Nous autres, qui ne sommes plus des enfants, à qui accorderons-nous l’autorité ? A qui est-il décent d’obéir ? En tant que citoyens, nous avons par principe l’égale participation à la direction de la cité. Cette souveraineté partagée nous est volée par le principe général de la représentation et de la hiérarchie ; dans les entreprises par le principe de la subordination salariale (obéir au propriétaire en échange d’une paye). Tout le problème vient de l’autorité qu’ont les patrons, et les chefs. Tout le problème est cette autorité qu’on veut bien leur consentir.

Il n’est légitime et digne d’accorder l’autorité qu’à ceux que nous désignons directement et aux conditions qui sont les nôtres. Nous ne sommes pas des enfants, nous sommes des citoyens, aussi devons-nous refuser l’autorité à ces « chefs » imposés par la bureaucratie. La condition de possibilité d’une organisation non hiérarchique est le retrait de l’autorité de nos chefs pour ne leur laisser que la persuasion et la menace disciplinaire. Et cela est très simple à faire, il suffit de les regarder dans les yeux pour qu’ils ne trouvent dans notre regard aucun respect pour le pouvoir attaché à leur fonction. A partir de ce moment là, il n’y a plus que la contrainte économique pour nous faire « accepter » cet état de fait. Nous n’avons que dédain pour un pouvoir attaché à une personne que nous n’avons pas choisi. Parce qu’il faut bien voir que lorsqu’on travaille correctement avec nos chefs, n’en demeure pas moins un rapport fondamental de domination (a minima statutaire), du fait que leur position n’est pas issue de la volonté directe du collectif des travailleurs. Ceci est absolument intolérable à quiconque œuvre au mouvement d’émancipation.

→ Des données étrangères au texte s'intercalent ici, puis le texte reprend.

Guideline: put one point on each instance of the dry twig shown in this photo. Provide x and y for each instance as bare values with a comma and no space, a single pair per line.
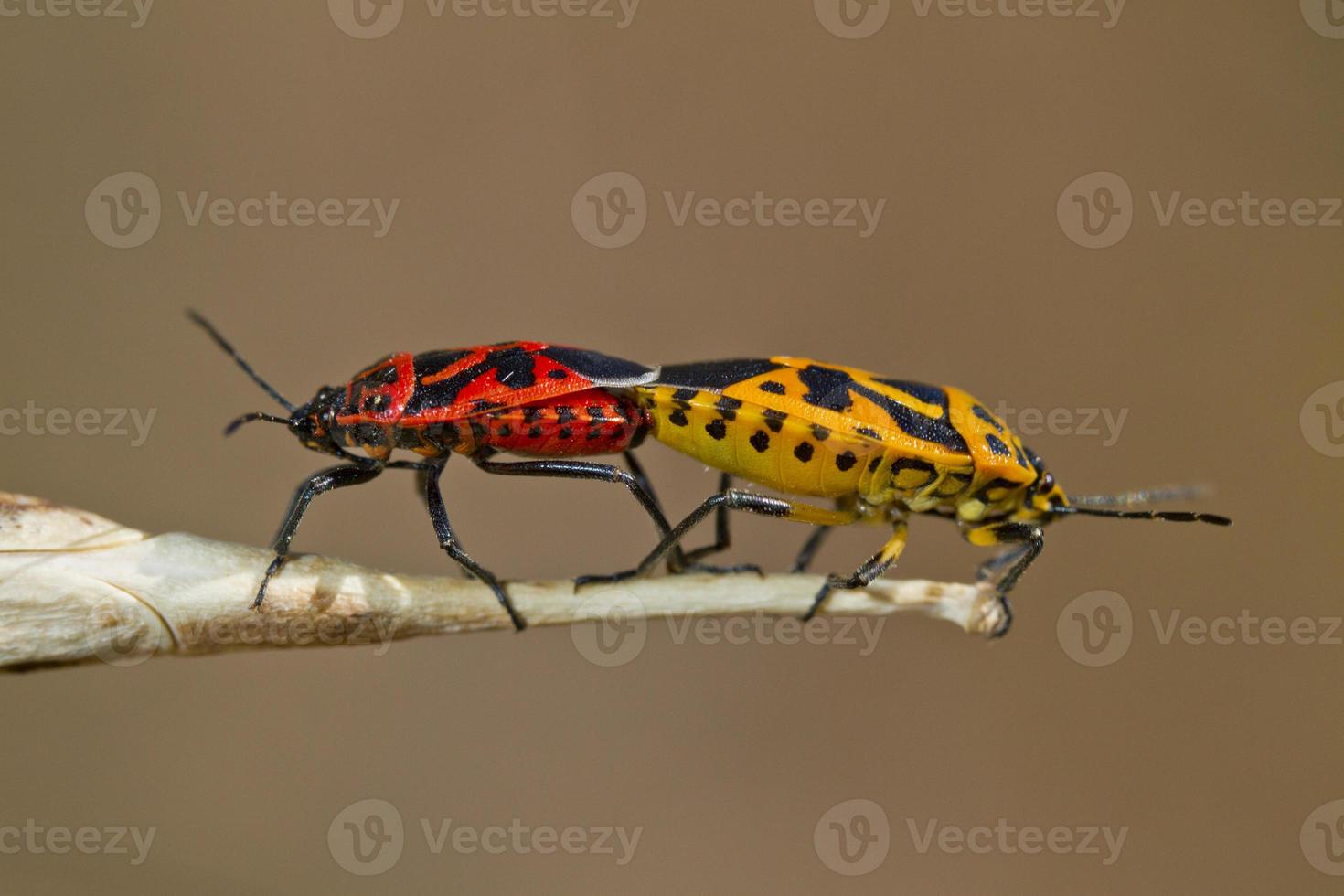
77,587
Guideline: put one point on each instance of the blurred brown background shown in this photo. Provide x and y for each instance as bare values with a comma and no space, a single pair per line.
1211,338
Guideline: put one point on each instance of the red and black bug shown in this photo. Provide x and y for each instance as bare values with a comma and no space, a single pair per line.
527,398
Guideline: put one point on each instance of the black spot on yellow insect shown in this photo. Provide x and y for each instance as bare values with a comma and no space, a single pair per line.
729,407
978,410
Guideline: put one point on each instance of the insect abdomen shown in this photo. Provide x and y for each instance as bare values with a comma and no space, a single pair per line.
588,422
757,443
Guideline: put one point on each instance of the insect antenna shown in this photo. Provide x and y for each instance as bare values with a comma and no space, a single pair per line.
1143,496
254,415
229,349
1171,516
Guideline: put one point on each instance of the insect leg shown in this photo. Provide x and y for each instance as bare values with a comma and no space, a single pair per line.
731,500
722,541
871,569
989,567
809,549
582,470
448,540
1031,540
335,477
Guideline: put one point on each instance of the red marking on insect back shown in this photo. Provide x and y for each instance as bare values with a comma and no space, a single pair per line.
380,392
477,357
496,386
581,423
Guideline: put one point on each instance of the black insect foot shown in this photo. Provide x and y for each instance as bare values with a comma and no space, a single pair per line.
728,570
1001,629
585,581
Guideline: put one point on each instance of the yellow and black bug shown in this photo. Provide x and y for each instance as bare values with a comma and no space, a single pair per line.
880,448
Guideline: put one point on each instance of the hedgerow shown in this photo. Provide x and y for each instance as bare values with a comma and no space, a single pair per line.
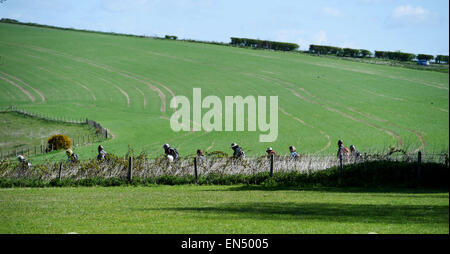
371,174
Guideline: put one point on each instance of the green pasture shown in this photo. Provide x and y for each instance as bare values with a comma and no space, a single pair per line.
223,210
23,133
126,84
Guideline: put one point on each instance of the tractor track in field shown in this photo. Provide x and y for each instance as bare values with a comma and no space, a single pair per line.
87,89
433,85
331,109
26,84
30,96
383,95
308,125
378,119
120,89
121,72
143,95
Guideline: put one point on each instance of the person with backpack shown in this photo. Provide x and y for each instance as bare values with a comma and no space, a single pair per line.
71,156
270,152
23,163
238,153
354,153
293,151
200,155
101,153
171,153
342,150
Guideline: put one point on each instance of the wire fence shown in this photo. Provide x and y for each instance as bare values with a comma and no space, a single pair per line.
33,150
144,167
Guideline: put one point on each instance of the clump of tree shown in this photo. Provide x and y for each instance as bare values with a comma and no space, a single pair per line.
6,20
59,141
425,57
171,37
263,44
441,58
325,50
330,50
397,55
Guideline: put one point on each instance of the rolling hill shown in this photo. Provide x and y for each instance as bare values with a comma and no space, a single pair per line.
126,84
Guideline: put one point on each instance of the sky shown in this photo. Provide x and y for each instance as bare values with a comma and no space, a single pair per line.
412,26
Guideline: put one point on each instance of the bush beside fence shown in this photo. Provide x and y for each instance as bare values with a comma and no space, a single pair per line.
100,134
401,171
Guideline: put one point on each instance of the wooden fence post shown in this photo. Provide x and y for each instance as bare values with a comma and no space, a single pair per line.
60,170
195,170
419,170
271,165
130,169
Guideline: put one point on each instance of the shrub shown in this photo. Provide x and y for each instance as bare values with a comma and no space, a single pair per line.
59,141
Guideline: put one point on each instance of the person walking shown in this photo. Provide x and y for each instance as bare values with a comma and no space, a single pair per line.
293,151
270,152
238,153
171,153
71,156
101,153
342,150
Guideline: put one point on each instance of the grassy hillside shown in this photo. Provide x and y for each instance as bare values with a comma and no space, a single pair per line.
19,133
126,84
222,210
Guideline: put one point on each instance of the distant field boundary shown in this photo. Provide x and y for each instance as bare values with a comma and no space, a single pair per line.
443,68
100,135
429,170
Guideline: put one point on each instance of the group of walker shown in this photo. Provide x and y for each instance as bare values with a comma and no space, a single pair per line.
238,153
172,154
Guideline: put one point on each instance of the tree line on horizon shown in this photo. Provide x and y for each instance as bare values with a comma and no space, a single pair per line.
362,53
282,46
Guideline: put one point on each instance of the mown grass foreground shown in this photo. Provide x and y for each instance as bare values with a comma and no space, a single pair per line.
222,209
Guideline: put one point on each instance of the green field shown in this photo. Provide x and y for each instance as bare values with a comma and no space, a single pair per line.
19,132
222,209
126,84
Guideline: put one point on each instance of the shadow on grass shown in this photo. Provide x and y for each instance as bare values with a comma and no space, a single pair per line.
365,213
387,190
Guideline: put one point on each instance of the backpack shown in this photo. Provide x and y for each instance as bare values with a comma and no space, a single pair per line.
174,153
74,157
239,153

La Boétie décrivait déjà ce principe au XVIe siècle, beaucoup ont des chefs sur la tête (chefs, sur-chefs, DRH, actionnaires, PDG, Préfets, Ministres, etc.) et des subordonnés. S’il faut retirer l’autorité des chefs, en tant que chef soi-même, non désigné par la communauté des égaux, il est possible d’avoir un rapport ironique à sa propre position, mépriser cette posture assumée uniquement par la contrainte de son propre chef.

Ainsi tout le système perd son autorité, se fissure, devient de plus en plus grinçant. Les divers échelons entrent en grève, en boycott des dispositifs de flicage et de contrôle (management), les conditions d’un changement d’époque sont en place.